Un día la madre fue asesinada, su cuerpo maltrecho apareció en un callejón detrás de una licorería. Según testimonios, Deber fue visto en esa licorería menos de una hora antes de hallarse el cuerpo, y alguien declaró haber oído una voz de hombre y una voz de mujer discutiendo más o menos a esa hora. Sin embargo, Deber era como el chico sentado ahora en la sala de interrogatorios: no se había venido abajo, y el asesinato de la madre del chico quedó sin resolver. Deber había vuelto a la casa llena de mujeres y se había liado con la tía del chico, o eso se rumoreó en el pueblo. Las mujeres le tenían miedo, y con razón, pero él debería haberlas temido también a ellas. Eran fuertes y listas, y a todos les pareció poco probable que fueran a tolerar la presencia de Deber en su casa durante mucho más tiempo.
Y entonces, no mucho después del inicio de esa relación en particular, alguien había tomado el silbato metálico que utilizaba Deber para llamar a sus cuadrillas de trabajadores, separó sus dos mitades y sustituyó la bola por un explosivo casero. Cuando Deber sopló el silbato, la carga le arrancó casi toda la cara. Vivió aún un par de días, ciego y padeciendo un sufrimiento terrible, pese a los esfuerzos de los médicos por mantenerlo sedado, y al final murió. El jefe estaba convencido de que, dondequiera que Deber estuviese ahora, sus sufrimientos no habían cesado y sin duda continuarían eternamente. Deber no fue una gran pérdida para el mundo, pero eso no cambiaba el hecho de que un hombre había sido asesinado, y debía hallarse al responsable. No convenía dejar suelto a alguien que andaba creando bombas trampa con objetos domésticos, ya fueran dirigidas contra negros o blancos. Una cosa eran las pistolas y las navajas. Estas eran armas corrientes, al igual que las personas que las usaban. No había nada especialmente inquietante, más allá de la propia brutalidad del acto, en el hecho de que un hombre abriera en canal a otro porque lo contrariaba en un mal día, o de que descerrajara un tiro en la cabeza al hombre que tenía al lado en una discusión por una mujer, por una deuda, o por un par de zapatos. Como jefe de policía, Wooster sabía a qué atenerse con hombres, y mujeres, de esa calaña. No eran extraños ni sorprendentes. En cambio, alguien capaz de matar a un hombre con un silbato representaba una manera de pensar muy distinta en lo que se refería a poner fin a una vida, una manera que el jefe Wooster no tenía la menor intención de alentar o aprobar.

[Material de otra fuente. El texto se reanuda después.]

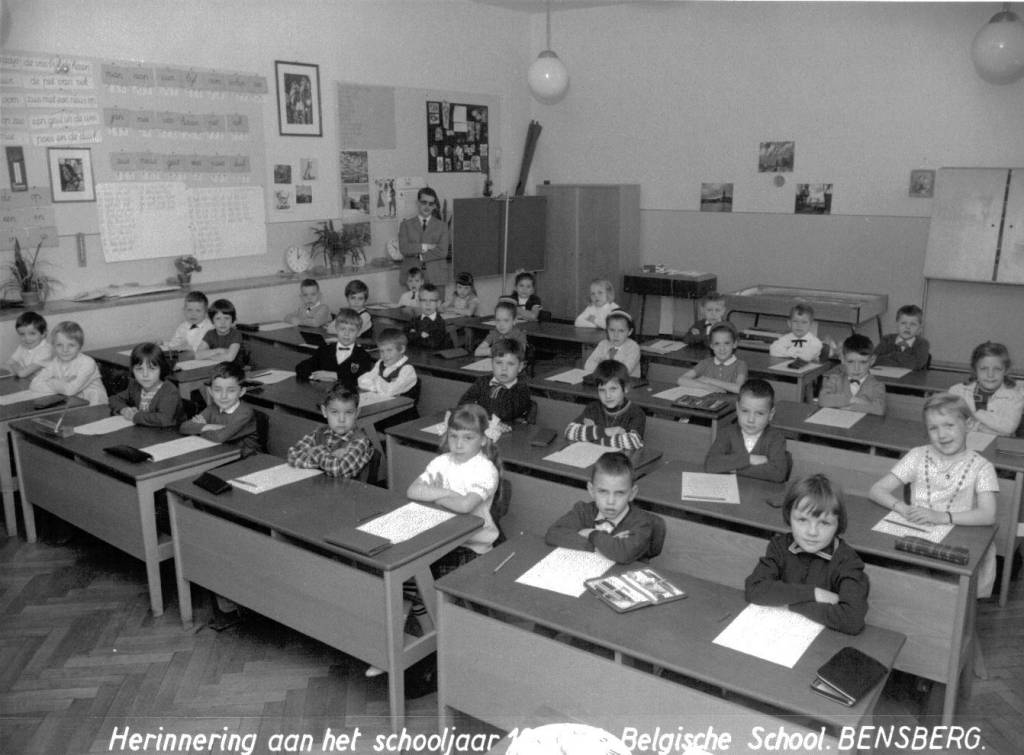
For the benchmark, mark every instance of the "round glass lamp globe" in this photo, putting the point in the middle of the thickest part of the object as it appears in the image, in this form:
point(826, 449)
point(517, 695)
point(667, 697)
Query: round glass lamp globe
point(548, 78)
point(997, 49)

Wooster había conseguido una orden de detención contra el chico el día en que Deber murió. Los inspectores de la policía del estado se echaron a reír cuando les informó por teléfono de lo que había hecho. Deber, le dijeron, tenía tantos enemigos que la lista de sospechosos parecía un listín telefónico. Lo habían matado con un artefacto explosivo en miniatura, construido hábilmente y concebido para asegurarse de que sólo el objetivo previsto se viera afectado y de que dicho objetivo no sobreviviera. Eso implicaba un nivel de planificación que no solía asociarse a negros de quince años que vivían en una chabola junto a un pantano. Wooster había señalado que el negro en cuestión estudiaba en un instituto, y que éste, gracias a una donación de un fondo benéfico del sur, disponía de un laboratorio de ciencias bastante bien equipado donde podían obtenerse sin mayor dificultad los elementos constituyentes del explosivo empleado para matar a Deber -cristales de yodo y amoniaco- descubiertos tras un examen de los restos del silbato. De hecho, prosiguió Wooster, eran justo los elementos que un chico inteligente, y no un asesino experto, emplearía para confeccionar un explosivo, aunque, según el informe sobre el silbato, era un milagro que no hubiera estallado mucho antes de llegar a la boca de Deber, ya que el triyoduro de nitrógeno era un compuesto sabidamente inestable, muy sensible a la fricción. El técnico que había examinado el silbato dio a entender que casi con toda seguridad el asesino había mantenido el compuesto, o incluso el propio objeto reconstruido, en agua el mayor tiempo posible, de modo que apenas se había secado cuando la víctima se lo llevó a la boca por última vez. Fue esta información sobre el carácter del explosivo utilizado y la ausencia de cualquier otra pista lo que indujo a la policía del estado a mandar, aunque de mala gana, a dos inspectores para interrogar al chico.